初めてバルセロナパビリオンに行った時から、あの建築の美しさに魅了されてしまった。それはもう、呪われたと言っても良いくらいに、心が奪われてしまったように思います。

私に建築の知識がまだ無かったころ、建築士の父に連れられ訪れた場所。オニキス・緑色テニアン大理石・トラバーチン…まるでアーティストが描いた最高傑作にすら見える、美しい模様、色。これが、途方もなく長い時間をかけた地球の産物であると知った時から、石材の魅力にもう目を逸らせなくなってしまいました。

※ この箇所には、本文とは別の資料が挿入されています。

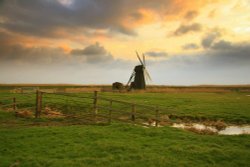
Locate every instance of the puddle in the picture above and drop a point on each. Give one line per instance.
(229, 130)
(235, 130)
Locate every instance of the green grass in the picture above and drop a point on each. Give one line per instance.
(230, 107)
(119, 145)
(24, 143)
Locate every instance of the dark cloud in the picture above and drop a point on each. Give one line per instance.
(190, 46)
(48, 55)
(93, 53)
(44, 18)
(184, 29)
(190, 15)
(156, 54)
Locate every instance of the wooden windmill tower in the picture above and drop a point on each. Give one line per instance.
(139, 75)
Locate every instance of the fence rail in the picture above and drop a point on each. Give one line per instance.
(96, 108)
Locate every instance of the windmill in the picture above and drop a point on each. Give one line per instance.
(139, 75)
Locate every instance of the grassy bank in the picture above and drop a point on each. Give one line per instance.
(30, 142)
(119, 145)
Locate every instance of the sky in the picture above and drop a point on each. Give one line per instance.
(192, 42)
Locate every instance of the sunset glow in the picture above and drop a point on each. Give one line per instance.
(185, 42)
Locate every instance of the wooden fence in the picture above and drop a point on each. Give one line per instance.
(97, 108)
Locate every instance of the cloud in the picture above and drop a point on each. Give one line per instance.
(93, 53)
(209, 38)
(190, 46)
(222, 45)
(156, 54)
(44, 18)
(184, 29)
(190, 15)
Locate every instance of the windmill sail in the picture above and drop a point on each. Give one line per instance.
(140, 74)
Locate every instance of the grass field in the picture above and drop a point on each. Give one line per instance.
(28, 142)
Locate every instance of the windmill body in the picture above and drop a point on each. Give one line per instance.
(139, 80)
(139, 75)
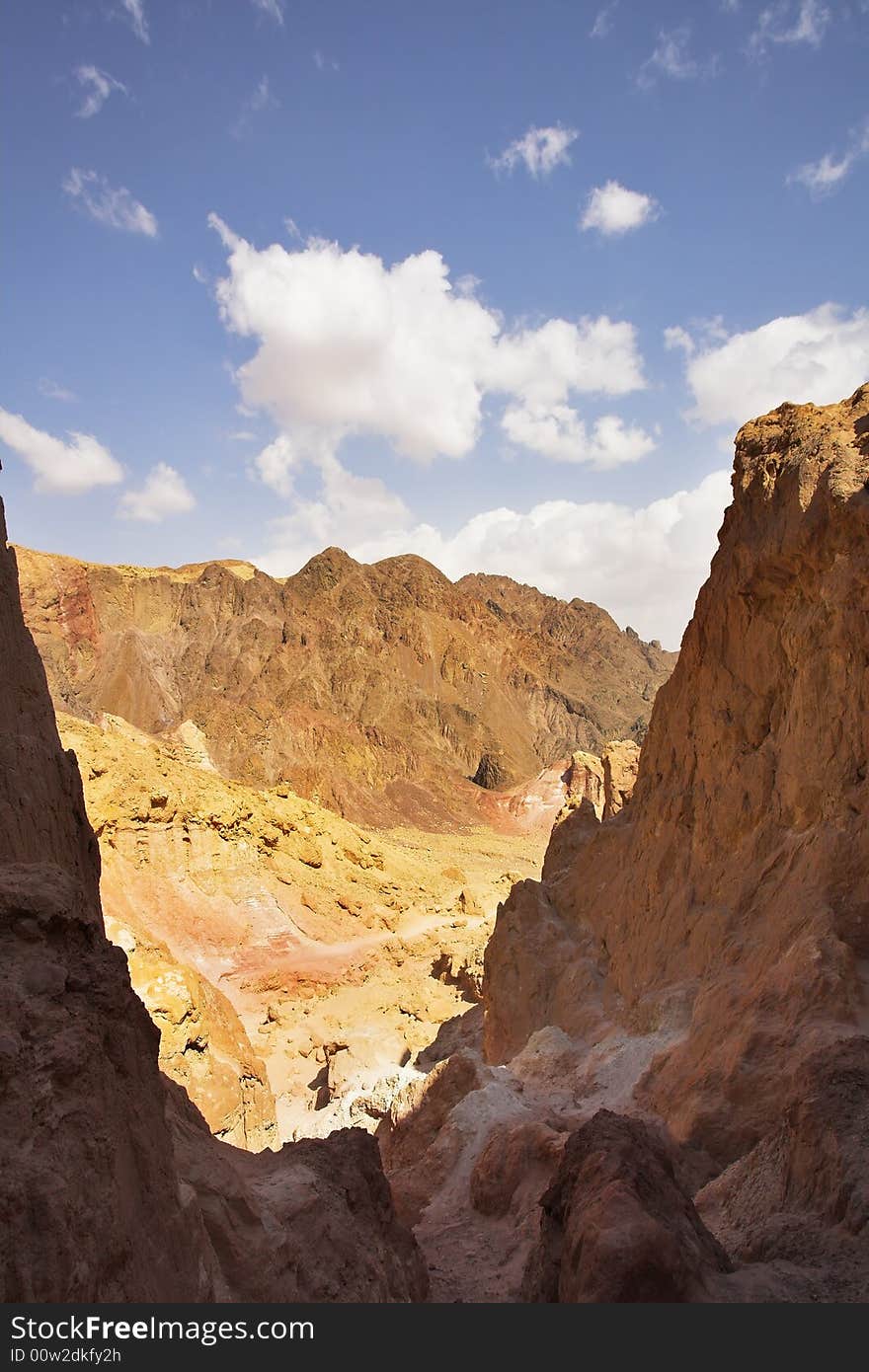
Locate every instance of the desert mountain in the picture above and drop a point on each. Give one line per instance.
(294, 963)
(382, 692)
(87, 1112)
(675, 1065)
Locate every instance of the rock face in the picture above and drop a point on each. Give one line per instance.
(616, 1224)
(112, 1187)
(702, 953)
(732, 894)
(378, 690)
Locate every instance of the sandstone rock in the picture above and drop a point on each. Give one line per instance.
(616, 1225)
(373, 689)
(727, 903)
(112, 1187)
(619, 760)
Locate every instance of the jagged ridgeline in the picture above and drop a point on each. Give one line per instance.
(387, 693)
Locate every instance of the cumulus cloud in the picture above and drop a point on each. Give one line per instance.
(558, 432)
(53, 391)
(60, 468)
(612, 208)
(136, 15)
(98, 85)
(785, 22)
(274, 9)
(109, 204)
(644, 566)
(820, 357)
(602, 21)
(678, 338)
(261, 98)
(540, 150)
(672, 58)
(164, 493)
(347, 344)
(827, 175)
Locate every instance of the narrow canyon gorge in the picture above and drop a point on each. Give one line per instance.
(376, 938)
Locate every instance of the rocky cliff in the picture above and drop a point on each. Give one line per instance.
(383, 692)
(110, 1184)
(700, 956)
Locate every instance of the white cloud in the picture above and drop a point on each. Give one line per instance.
(602, 21)
(678, 338)
(139, 24)
(55, 393)
(820, 357)
(274, 9)
(612, 208)
(827, 175)
(785, 22)
(60, 468)
(672, 58)
(347, 344)
(164, 493)
(98, 87)
(540, 150)
(261, 98)
(109, 204)
(644, 566)
(558, 432)
(324, 63)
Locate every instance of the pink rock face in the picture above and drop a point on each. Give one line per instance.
(618, 1225)
(112, 1187)
(731, 897)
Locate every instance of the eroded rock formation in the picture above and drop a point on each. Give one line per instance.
(110, 1184)
(378, 690)
(702, 953)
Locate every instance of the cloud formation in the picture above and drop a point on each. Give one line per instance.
(274, 9)
(538, 150)
(827, 175)
(820, 357)
(53, 391)
(644, 566)
(612, 208)
(136, 15)
(164, 493)
(109, 204)
(261, 98)
(60, 468)
(347, 344)
(785, 22)
(98, 87)
(672, 58)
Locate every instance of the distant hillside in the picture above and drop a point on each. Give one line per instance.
(382, 690)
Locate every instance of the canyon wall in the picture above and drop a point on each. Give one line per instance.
(727, 907)
(382, 692)
(110, 1184)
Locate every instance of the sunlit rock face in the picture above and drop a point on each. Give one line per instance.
(112, 1185)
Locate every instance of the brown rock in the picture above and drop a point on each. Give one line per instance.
(618, 1227)
(728, 903)
(378, 690)
(112, 1188)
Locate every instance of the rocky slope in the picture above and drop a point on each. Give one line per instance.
(378, 690)
(110, 1184)
(294, 963)
(674, 1017)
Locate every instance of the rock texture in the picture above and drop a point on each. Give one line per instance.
(700, 955)
(732, 894)
(112, 1187)
(281, 951)
(616, 1224)
(376, 690)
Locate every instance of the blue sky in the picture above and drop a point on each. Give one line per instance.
(495, 283)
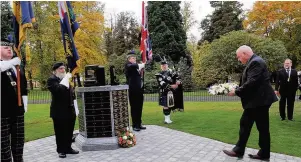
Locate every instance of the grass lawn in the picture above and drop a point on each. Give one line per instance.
(214, 120)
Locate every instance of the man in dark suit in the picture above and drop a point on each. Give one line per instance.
(12, 115)
(286, 86)
(134, 80)
(62, 109)
(256, 95)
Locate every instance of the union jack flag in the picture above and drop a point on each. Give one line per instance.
(145, 42)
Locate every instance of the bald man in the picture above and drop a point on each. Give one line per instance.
(257, 95)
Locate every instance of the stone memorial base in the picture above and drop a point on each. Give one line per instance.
(96, 144)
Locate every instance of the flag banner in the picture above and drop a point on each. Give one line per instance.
(69, 27)
(145, 42)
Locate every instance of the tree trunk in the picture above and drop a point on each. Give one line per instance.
(30, 79)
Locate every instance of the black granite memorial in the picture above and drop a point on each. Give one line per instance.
(103, 110)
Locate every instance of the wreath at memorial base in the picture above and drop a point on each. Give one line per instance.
(126, 138)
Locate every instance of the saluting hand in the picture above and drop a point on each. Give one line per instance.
(174, 86)
(231, 93)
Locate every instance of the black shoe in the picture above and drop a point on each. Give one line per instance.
(142, 127)
(232, 153)
(62, 155)
(72, 151)
(259, 157)
(136, 129)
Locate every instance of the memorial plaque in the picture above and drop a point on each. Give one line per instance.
(103, 110)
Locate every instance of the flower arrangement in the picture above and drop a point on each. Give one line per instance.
(126, 138)
(222, 89)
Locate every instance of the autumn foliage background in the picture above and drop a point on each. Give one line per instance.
(272, 29)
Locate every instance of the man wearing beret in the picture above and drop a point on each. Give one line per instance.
(133, 77)
(168, 83)
(12, 115)
(62, 109)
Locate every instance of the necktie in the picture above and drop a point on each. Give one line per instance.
(12, 73)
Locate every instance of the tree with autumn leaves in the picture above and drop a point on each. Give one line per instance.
(279, 21)
(45, 40)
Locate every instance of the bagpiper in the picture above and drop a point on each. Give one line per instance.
(169, 82)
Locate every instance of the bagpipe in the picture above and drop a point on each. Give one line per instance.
(171, 78)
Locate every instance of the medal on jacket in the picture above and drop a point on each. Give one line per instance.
(170, 99)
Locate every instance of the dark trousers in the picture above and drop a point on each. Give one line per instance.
(260, 116)
(166, 110)
(12, 138)
(288, 99)
(63, 129)
(136, 103)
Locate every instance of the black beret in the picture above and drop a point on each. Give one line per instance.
(131, 54)
(6, 42)
(163, 62)
(57, 65)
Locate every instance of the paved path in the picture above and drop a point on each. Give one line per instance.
(157, 144)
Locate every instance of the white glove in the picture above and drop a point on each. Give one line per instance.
(15, 61)
(4, 65)
(141, 66)
(65, 80)
(25, 102)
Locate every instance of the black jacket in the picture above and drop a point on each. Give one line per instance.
(133, 77)
(255, 89)
(282, 85)
(62, 99)
(9, 99)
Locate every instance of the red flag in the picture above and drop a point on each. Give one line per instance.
(145, 43)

今回は、建築石材を扱う石材専門店、関ヶ原石材で感じたことを残しておこうと思います。ようやく行けた…嬉しい。

なぜあの時、感動したのか?

感動ってなにによるんだろう?そんな問いを胸にGalleryに足を踏み入れる。建築石材ならではのサイズ感はさることながら、じっと見つめるからこそ見えてくる壮大な歴史を想起させる模様…途方もない時間の中で形成された石材しか纏えない雰囲気が、そこにはありました。結晶、光の具合で見え隠れする御影石の粒子、そんな細かな美しさが、その雰囲気を形成していて、当時から私の心を揺さぶっていたんだと、実感しました。

思えば、普段仕事や生活をしていて、心が揺さぶられるような体験をすることは珍しいことだなぁと思ったんです。仕事では、主にデジタルサービスを作ることが多いのですが、デジタルサービスは人の暮らしを便利にするけれど、人の心を動かすことの難易度がとてつもなく高いような気がします。一方で、私の場合、石や花に触れる瞬間に、心が揺さぶられることが多いような気がしました。"感動する"ということついて、もっと深く理解してみたい、体験してみたい…そんなことを思う、こんにちです。

どう楽しむか?

石に向き合うことはとても挑戦的で面白いんだろうな…!そんなワクワクが止まらず、石の魅力に向き合う日々。じっくり手にするからこそ見える魅力をもっと味わいたい・見つめる瞬間の、マインドフルネス状態のような感覚を作ってみたい…。今は、石との体験をデザインするために、いろんな実験をしてみています。

石の手触り

おもい・冷たい・化石がいる・結晶・透明・割れる…
実際に触れてみた手触りは、すごく当たり前なものだけど、このリアルさが愛おしい。身の回りを見渡せば、人間の生活に合うように化学の力を借りているものが溢れています。でも自然からできたものだけが纏う雰囲気は形容しがたくて。これからは私が面倒を見るねと言いたくなるような愛らしさすら感じてしまうのです。自然に身を委ねた模様は、やっぱり美しく、感動に値するものでした。ふと、私たちの人生も、こんなふうに身を委ねて力を抜いて生きたとしても、こんな風に美しいんだなと、そう思えた気もしました。